Watters drinks much less alcohol than he used to, but pointed out he has no plans to become sober in the near future. That’s true for many of his customers, too. In October, NielsenIQ data exec Kim Cox said during a panel discussion that 78 percent of people buying these non-alcoholic products are also buying alcoholic beer, wine and spirits.

“People are interested in cool tastes and new tastes that they haven’t encountered before. People are looking for new and interesting things to drink. No-alcohol spirits may be one of those new things,” said independent journalist Dave Infante, who covers the drinks industry for his Substack newsletter “Fingers.”

He pointed out that the demand for these products continues to pale in comparison to the demand for alcohol. And while the low- and no-alcohol market has grown exponentially in recent years, Infante argued this double- and triple-digit growth needs to be taken in context: Most of the products stocked at Spirited Away didn’t even exist a few years ago. “I think there’s no pathway forward for a big, national sobering-up based on the strength of these products at this time,” he said. “I could be wrong.”

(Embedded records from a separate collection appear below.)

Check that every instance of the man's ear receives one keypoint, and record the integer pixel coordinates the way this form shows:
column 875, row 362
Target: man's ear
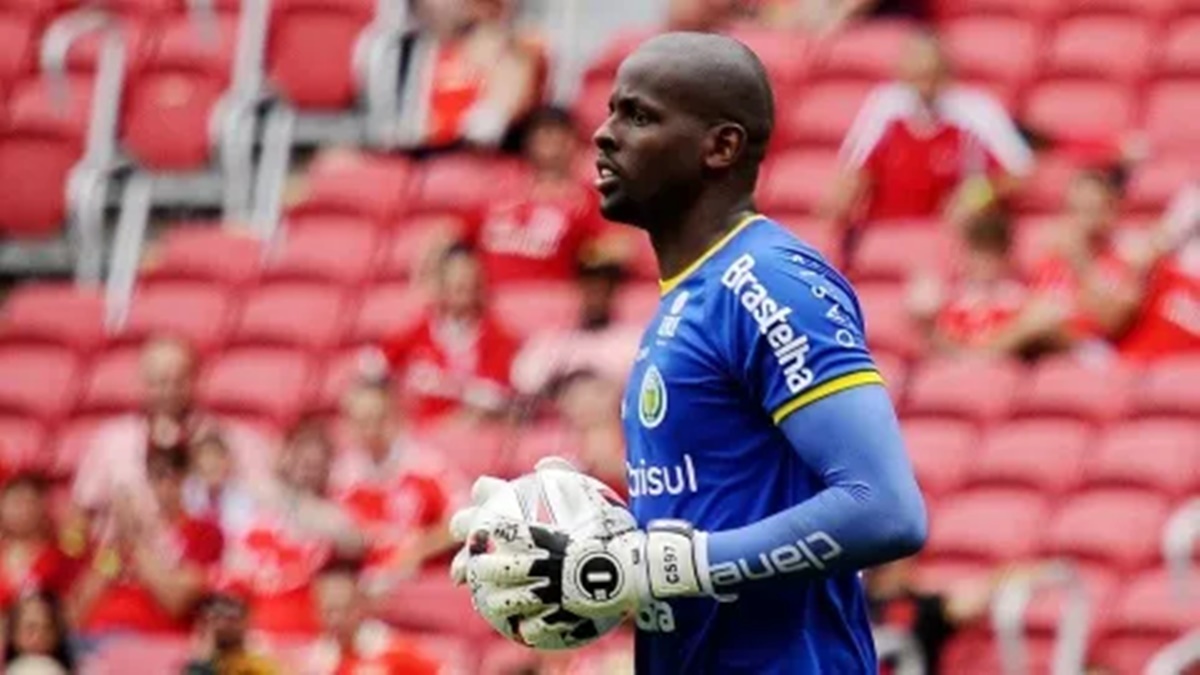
column 726, row 143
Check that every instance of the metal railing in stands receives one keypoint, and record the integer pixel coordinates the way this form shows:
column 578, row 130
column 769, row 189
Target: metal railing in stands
column 1008, row 611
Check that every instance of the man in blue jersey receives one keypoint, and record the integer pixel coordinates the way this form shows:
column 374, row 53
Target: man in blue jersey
column 765, row 458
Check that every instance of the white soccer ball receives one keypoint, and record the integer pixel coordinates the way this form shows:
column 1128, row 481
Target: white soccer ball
column 562, row 500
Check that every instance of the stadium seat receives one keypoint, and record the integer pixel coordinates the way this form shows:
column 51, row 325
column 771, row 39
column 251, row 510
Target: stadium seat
column 169, row 101
column 942, row 452
column 205, row 252
column 1119, row 529
column 387, row 310
column 39, row 381
column 113, row 384
column 1099, row 47
column 1171, row 109
column 865, row 51
column 317, row 79
column 57, row 314
column 991, row 49
column 967, row 388
column 1045, row 455
column 1169, row 387
column 1066, row 387
column 822, row 114
column 309, row 316
column 537, row 306
column 897, row 252
column 41, row 141
column 1079, row 109
column 331, row 250
column 259, row 384
column 193, row 311
column 361, row 184
column 1161, row 455
column 987, row 525
column 797, row 180
column 889, row 326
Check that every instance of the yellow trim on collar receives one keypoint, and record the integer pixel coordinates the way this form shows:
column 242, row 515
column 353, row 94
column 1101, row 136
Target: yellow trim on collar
column 832, row 387
column 669, row 285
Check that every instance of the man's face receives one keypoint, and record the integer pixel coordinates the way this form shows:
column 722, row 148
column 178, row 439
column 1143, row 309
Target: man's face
column 651, row 149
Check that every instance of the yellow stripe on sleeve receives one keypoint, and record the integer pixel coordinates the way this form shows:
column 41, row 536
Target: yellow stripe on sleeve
column 832, row 387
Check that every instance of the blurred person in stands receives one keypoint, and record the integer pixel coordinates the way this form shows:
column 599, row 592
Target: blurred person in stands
column 924, row 147
column 117, row 457
column 352, row 643
column 149, row 572
column 399, row 491
column 37, row 640
column 294, row 530
column 467, row 76
column 31, row 557
column 221, row 645
column 984, row 306
column 456, row 360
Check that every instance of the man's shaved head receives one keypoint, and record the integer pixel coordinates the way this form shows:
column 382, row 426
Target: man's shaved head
column 690, row 113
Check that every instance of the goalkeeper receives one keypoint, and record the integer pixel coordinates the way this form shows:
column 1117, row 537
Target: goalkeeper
column 765, row 460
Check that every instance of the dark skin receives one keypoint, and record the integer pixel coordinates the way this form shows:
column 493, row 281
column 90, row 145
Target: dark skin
column 689, row 121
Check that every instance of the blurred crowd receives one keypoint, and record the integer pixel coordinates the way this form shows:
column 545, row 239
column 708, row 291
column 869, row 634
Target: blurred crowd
column 179, row 523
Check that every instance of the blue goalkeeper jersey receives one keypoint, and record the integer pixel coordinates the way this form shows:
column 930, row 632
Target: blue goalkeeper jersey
column 757, row 328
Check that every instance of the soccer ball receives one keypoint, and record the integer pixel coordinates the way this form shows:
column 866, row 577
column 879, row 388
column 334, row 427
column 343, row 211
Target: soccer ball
column 563, row 500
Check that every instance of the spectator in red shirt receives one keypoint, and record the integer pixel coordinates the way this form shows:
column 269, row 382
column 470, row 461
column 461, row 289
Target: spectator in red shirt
column 148, row 574
column 352, row 643
column 924, row 147
column 459, row 358
column 30, row 556
column 399, row 491
column 295, row 527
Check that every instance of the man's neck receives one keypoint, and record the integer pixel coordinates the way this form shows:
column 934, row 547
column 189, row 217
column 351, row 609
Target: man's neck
column 681, row 243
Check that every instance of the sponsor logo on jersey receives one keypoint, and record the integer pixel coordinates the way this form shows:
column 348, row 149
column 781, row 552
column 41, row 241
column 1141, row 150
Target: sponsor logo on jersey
column 652, row 399
column 790, row 346
column 654, row 481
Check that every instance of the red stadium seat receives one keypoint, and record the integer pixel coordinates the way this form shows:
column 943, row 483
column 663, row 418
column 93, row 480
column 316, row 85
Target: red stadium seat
column 1169, row 387
column 1180, row 54
column 387, row 310
column 1155, row 454
column 1067, row 387
column 967, row 388
column 307, row 316
column 57, row 314
column 993, row 49
column 942, row 452
column 1045, row 455
column 40, row 382
column 1071, row 109
column 537, row 306
column 41, row 141
column 376, row 187
column 192, row 311
column 325, row 250
column 114, row 383
column 864, row 51
column 988, row 525
column 1101, row 47
column 822, row 114
column 797, row 180
column 897, row 252
column 889, row 327
column 171, row 100
column 318, row 79
column 258, row 384
column 1170, row 114
column 205, row 252
column 1120, row 529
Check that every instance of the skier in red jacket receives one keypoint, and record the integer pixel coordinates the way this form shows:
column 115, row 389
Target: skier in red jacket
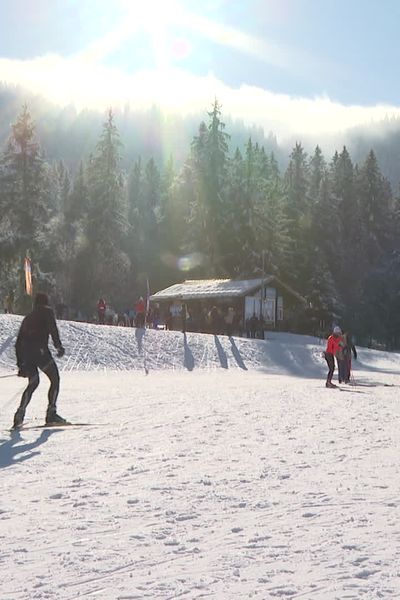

Watters agreed that the inventory he stocks at Spirited Away may not be particularly useful for those who struggle with alcoholism and he speculated most of his customers are not in recovery from an alcohol-use disorder. These products look and smell and often taste like alcohol. Counterintuitively, he said, alcohol-free alternatives could be problematic for people in recovery.

“I think for a lot of people in that community, the idea of walking into a bottle shop, it can be very challenging and even triggering,” he said. “I think a lot of people in recovery are avoiding stores like mine.”

Author Holly Whitaker published the best-selling “Quit Like a Woman: The Radical Choice Not to Drink in a Culture Obsessed with Alcohol” in 2019. The book went viral last year when Chrissy Teigen credited Whitaker with helping her become sober, and it was recently featured in a plotline on HBO’s “Sex and the City” reboot.

Whitaker, for one, said she wasn’t really interested in non-alcoholic options at the beginning of her own sobriety journey because she “didn’t want to just do the same thing and switch out what was in my hand.” There weren’t many good non-alcoholic options on the market back then anyway, she said, particularly in bars.

“We only had Diet Coke and shitty coffee,” Whitaker said. “I would have loved to have something nicer back then—maybe?”

In “Quit Like a Woman,” Whitaker writes about the idea of a “toolbox”—a kit that women can draw from to help shrink the outsized role that alcohol often plays in our lives. Those tools—physical and practical—include meditation, music and aromatherapy. Non-alcoholic drinks might ultimately fit nicely in that toolbox, too, she said. “It’s really nice to have something presented as an alternative that will lessen the amount of alcohol we drink in a week,” Whitaker said. “We consume way too much across the board.”